Use times of isolation wisely


I put off writing this column until the very last minute.

Mostly because I’m a procrastinator by nature, but it’s partly due to the fact that the news has been changing so briskly lately, even this last-minute effort will likely be out of date somewhat by the time it hits the stands.

Our country is experiencing an unprecedented two-fold crisis.

On one hand, we have the coronavirus, or COVID-19, the rapidly spreading disease that, as of Wednesday morning, had confirmed cases in three neighboring counties.

On the other side, our way of life is slowly being choked by the ever-changing guidelines being put into place by the Centers for Disease Control.

The U.S. economy has taken a blistering hit over the past week, with billions lost in the world markets.

The local level is not immune, and small businesses that make counties like Sunflower County go may end up being the hardest hit.

In larger cities, administrations are closing businesses like restaurants and bars.

We have not gotten to that level yet, for the most part, in Sunflower County, but it could very well come soon.

This past week, we saw the closure of our schools, multiple churches and high-traffic operations like the B.B. King Museum.

In the latter part of last week, shoppers raided local store shelves, buying up mass quantities of toilet paper, hand sanitizer, Lysol and soap.

The next few weeks may be some of the most uncomfortable Americans have faced in a while, but if everyone remains calm and civilized, it won’t be that bad, even if restrictions get as tight as they are in European countries like Italy.

President Donald Trump, as well as other leaders, have assured Americans over and over that there is no imminent threat of shortages when it comes to supplies, food and water.

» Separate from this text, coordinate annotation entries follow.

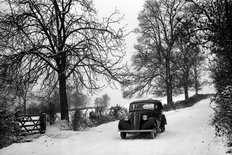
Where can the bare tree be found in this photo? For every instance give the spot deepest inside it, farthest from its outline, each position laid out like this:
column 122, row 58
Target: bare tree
column 153, row 61
column 60, row 41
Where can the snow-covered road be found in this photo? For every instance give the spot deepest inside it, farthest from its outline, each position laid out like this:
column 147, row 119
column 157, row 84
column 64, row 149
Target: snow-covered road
column 188, row 133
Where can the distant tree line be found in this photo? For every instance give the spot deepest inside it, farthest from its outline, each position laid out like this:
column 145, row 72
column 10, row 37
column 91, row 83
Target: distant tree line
column 56, row 43
column 173, row 39
column 168, row 57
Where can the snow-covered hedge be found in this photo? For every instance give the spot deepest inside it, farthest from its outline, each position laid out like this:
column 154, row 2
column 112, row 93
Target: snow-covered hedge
column 223, row 113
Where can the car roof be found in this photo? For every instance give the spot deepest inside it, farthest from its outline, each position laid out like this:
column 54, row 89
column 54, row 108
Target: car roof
column 147, row 101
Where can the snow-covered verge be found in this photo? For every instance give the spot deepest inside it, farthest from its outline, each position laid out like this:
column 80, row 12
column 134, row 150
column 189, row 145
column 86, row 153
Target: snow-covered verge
column 188, row 132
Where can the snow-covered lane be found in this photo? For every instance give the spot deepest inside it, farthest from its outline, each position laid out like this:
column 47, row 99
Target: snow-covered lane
column 188, row 132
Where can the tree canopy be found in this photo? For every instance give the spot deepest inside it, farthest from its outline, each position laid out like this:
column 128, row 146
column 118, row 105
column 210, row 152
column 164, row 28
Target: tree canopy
column 58, row 42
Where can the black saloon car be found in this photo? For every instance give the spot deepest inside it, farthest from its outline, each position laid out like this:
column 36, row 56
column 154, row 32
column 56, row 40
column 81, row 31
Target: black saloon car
column 145, row 116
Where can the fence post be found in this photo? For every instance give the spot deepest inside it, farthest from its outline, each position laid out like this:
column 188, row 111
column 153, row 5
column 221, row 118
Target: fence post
column 42, row 120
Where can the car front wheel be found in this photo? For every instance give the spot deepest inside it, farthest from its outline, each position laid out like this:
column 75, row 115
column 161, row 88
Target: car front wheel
column 123, row 135
column 153, row 134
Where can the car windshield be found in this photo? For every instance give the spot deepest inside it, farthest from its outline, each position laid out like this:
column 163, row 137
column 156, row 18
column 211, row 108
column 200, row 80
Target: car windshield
column 142, row 106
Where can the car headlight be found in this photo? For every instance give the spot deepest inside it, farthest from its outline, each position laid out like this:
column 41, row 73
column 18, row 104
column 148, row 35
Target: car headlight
column 145, row 117
column 126, row 118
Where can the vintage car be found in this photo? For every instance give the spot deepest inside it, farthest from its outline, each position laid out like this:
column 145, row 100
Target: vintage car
column 145, row 116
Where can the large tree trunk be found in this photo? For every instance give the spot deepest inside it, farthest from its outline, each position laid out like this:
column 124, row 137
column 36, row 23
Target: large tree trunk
column 196, row 80
column 169, row 83
column 63, row 97
column 62, row 87
column 186, row 95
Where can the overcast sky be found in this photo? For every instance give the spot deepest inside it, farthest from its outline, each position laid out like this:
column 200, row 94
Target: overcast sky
column 130, row 10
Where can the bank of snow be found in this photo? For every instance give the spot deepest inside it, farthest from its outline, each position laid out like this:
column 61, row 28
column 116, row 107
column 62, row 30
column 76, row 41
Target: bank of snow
column 188, row 132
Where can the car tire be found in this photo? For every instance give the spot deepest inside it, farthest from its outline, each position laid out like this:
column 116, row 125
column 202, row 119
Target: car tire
column 123, row 135
column 162, row 129
column 153, row 134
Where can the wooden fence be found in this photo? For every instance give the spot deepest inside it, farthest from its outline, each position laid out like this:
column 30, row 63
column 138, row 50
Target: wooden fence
column 32, row 123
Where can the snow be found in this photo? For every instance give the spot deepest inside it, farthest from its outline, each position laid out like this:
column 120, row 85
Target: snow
column 188, row 132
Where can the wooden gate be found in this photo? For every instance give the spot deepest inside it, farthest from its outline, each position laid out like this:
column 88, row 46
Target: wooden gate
column 32, row 123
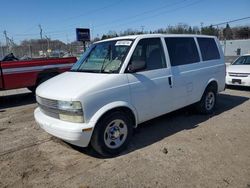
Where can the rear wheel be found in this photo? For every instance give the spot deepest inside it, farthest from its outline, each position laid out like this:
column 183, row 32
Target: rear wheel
column 208, row 101
column 112, row 134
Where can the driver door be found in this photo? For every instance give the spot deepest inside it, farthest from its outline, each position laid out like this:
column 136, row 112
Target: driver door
column 151, row 88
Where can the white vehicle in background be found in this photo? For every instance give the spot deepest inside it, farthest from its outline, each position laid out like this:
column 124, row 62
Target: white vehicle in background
column 121, row 82
column 238, row 73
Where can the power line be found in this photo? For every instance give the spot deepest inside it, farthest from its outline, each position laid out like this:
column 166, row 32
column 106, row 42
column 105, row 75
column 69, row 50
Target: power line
column 58, row 32
column 231, row 21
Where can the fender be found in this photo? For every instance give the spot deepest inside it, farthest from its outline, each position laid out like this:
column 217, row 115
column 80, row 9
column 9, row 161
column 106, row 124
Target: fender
column 111, row 106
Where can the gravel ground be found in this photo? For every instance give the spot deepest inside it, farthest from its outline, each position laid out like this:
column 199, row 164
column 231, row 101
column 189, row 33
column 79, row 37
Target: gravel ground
column 181, row 149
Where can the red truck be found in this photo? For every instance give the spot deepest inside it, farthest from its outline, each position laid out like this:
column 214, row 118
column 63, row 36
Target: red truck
column 16, row 74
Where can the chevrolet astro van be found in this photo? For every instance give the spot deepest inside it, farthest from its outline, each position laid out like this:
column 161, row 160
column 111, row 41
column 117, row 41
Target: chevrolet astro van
column 121, row 82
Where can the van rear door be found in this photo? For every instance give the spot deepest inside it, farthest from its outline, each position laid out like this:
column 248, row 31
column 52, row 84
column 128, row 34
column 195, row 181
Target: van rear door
column 151, row 88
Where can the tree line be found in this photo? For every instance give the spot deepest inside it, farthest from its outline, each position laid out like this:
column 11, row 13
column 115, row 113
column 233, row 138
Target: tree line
column 33, row 47
column 227, row 33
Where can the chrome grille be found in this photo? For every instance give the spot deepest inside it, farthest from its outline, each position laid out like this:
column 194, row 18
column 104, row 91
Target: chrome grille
column 238, row 74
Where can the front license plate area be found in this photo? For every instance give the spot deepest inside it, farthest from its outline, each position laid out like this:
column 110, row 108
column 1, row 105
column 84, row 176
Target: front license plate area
column 236, row 81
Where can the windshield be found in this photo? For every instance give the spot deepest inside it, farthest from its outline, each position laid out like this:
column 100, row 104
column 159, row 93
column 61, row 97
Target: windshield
column 104, row 57
column 243, row 60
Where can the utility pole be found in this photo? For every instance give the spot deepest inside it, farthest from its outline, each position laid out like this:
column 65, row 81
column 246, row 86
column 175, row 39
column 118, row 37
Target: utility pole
column 201, row 26
column 41, row 31
column 6, row 37
column 142, row 28
column 2, row 51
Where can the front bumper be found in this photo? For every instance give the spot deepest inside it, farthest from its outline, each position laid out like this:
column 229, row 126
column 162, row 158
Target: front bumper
column 73, row 133
column 245, row 81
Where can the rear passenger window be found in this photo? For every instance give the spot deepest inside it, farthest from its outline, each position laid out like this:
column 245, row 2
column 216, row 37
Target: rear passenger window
column 209, row 50
column 182, row 50
column 151, row 51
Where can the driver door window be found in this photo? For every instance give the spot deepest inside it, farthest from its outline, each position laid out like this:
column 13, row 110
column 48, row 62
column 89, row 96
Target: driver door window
column 151, row 51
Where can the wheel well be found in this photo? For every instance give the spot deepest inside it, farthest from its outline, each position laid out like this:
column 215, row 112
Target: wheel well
column 126, row 110
column 213, row 84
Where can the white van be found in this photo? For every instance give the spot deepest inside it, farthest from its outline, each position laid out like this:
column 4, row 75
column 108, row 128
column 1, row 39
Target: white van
column 121, row 82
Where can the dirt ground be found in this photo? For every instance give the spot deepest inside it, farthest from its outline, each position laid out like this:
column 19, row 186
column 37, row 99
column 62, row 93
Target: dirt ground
column 181, row 149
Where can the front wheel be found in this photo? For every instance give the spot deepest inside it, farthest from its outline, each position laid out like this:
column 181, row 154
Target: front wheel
column 208, row 101
column 112, row 134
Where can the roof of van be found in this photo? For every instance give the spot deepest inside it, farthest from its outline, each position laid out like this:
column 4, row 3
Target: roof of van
column 154, row 35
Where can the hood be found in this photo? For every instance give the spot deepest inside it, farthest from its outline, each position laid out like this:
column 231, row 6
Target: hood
column 239, row 68
column 69, row 85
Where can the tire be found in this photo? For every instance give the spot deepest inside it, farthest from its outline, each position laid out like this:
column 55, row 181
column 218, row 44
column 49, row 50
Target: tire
column 112, row 134
column 208, row 101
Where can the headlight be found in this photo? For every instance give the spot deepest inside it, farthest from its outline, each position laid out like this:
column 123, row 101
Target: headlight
column 70, row 111
column 69, row 105
column 71, row 118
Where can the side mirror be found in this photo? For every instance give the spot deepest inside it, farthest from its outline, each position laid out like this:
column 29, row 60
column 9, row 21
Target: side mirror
column 136, row 66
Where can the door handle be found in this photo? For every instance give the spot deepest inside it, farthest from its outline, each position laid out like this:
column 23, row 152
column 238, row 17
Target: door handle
column 170, row 81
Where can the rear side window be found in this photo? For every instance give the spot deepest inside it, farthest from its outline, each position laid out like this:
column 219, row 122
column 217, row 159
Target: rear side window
column 182, row 50
column 209, row 49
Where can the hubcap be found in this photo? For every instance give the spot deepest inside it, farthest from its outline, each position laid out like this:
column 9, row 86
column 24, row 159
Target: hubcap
column 210, row 100
column 115, row 133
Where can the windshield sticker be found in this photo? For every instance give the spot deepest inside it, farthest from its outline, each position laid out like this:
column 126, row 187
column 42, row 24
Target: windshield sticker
column 123, row 43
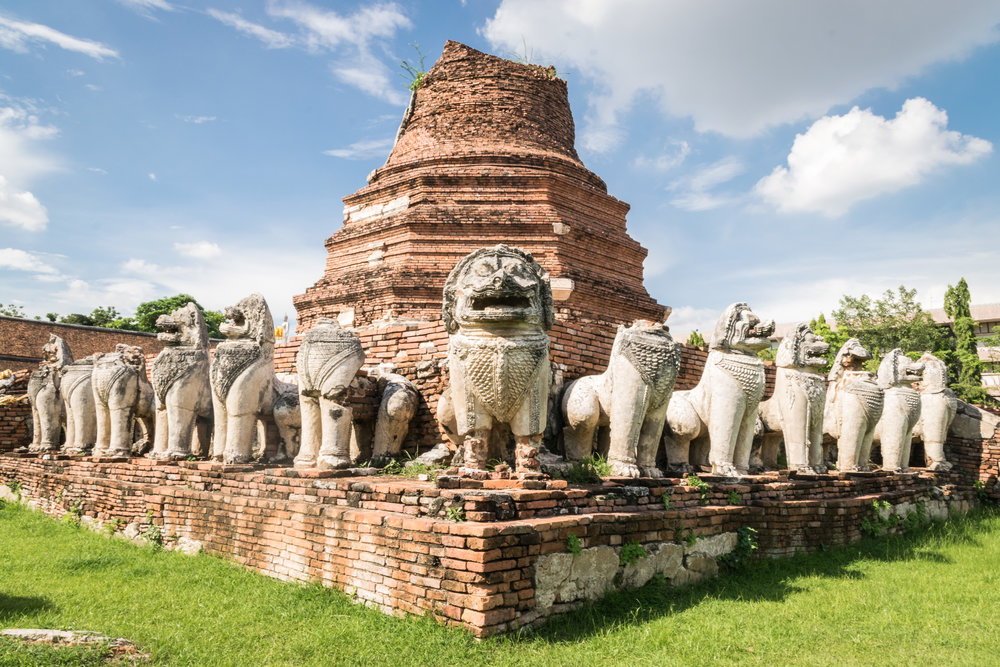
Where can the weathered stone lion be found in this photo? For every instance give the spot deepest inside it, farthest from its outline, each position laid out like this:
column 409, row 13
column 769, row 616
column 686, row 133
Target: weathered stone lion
column 630, row 399
column 901, row 409
column 328, row 359
column 795, row 411
column 853, row 406
column 723, row 406
column 242, row 375
column 122, row 396
column 498, row 307
column 181, row 382
column 938, row 407
column 43, row 392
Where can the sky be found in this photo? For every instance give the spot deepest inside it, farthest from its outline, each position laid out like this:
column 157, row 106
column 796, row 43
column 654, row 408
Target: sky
column 778, row 152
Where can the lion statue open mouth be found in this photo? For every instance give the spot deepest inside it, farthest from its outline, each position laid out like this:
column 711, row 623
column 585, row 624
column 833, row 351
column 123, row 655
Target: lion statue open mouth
column 497, row 307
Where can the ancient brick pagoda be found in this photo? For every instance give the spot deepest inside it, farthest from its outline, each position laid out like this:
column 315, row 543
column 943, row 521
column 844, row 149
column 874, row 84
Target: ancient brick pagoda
column 484, row 155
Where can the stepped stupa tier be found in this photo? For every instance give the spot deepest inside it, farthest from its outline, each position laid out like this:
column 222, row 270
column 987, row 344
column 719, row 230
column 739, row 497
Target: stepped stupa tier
column 485, row 155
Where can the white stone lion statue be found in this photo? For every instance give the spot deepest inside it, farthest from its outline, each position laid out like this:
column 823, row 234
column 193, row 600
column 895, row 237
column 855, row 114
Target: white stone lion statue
column 723, row 406
column 123, row 396
column 498, row 307
column 629, row 399
column 180, row 377
column 938, row 407
column 900, row 411
column 43, row 393
column 242, row 376
column 853, row 406
column 795, row 410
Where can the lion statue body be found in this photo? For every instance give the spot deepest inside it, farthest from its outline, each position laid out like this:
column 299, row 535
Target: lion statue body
column 853, row 407
column 43, row 392
column 327, row 361
column 122, row 396
column 938, row 407
column 497, row 309
column 901, row 409
column 242, row 378
column 181, row 383
column 795, row 410
column 722, row 408
column 630, row 399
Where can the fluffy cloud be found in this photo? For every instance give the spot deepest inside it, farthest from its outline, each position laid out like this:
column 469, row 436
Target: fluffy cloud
column 18, row 35
column 842, row 160
column 199, row 249
column 362, row 149
column 739, row 70
column 15, row 259
column 351, row 38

As long as we have sustenance, roofs over our heads and water to drink, we will be fine.

A holding pattern will be uncomfortable, but it will be okay.

In the worst-case scenario, Americans might be asked to stay in their homes, avoiding contact with other people at all costs in order to help prevent the spread of COVID-19.

There have been a lot more dire requests of Americans throughout our near 245-year history.

Compared to quarantines across the centuries, this one shapes up to be about as comfortable as one can get.

Because of technology, many Americans have unlimited entertainment at their fingertips, through streaming services like Netflix and Hulu.

Not in the mood for TV?

There are plenty of outdoors projects to occupy the time like gardening and landscaping.

There are thousands of books to be read, many accessible online.

There will be plenty of quiet time for prayer and meditation.

Families may have the opportunity to reconnect, disconnect, and then reconnect again throughout this process.

Most of us are still holding out hope that this situation will blow over, that somehow it won’t be as bad as the experts predict, but if it is, and we all avoid the virus through successful social distancing, then it could really be a time used for spiritual and personal growth.

It’s not a time to melt down and become uncivilized. Neither is it a time to withdraw and become reclusive.

Despite the lousiness of the situation, if we use our time of social distancing for good, we may all come out the better in a few weeks.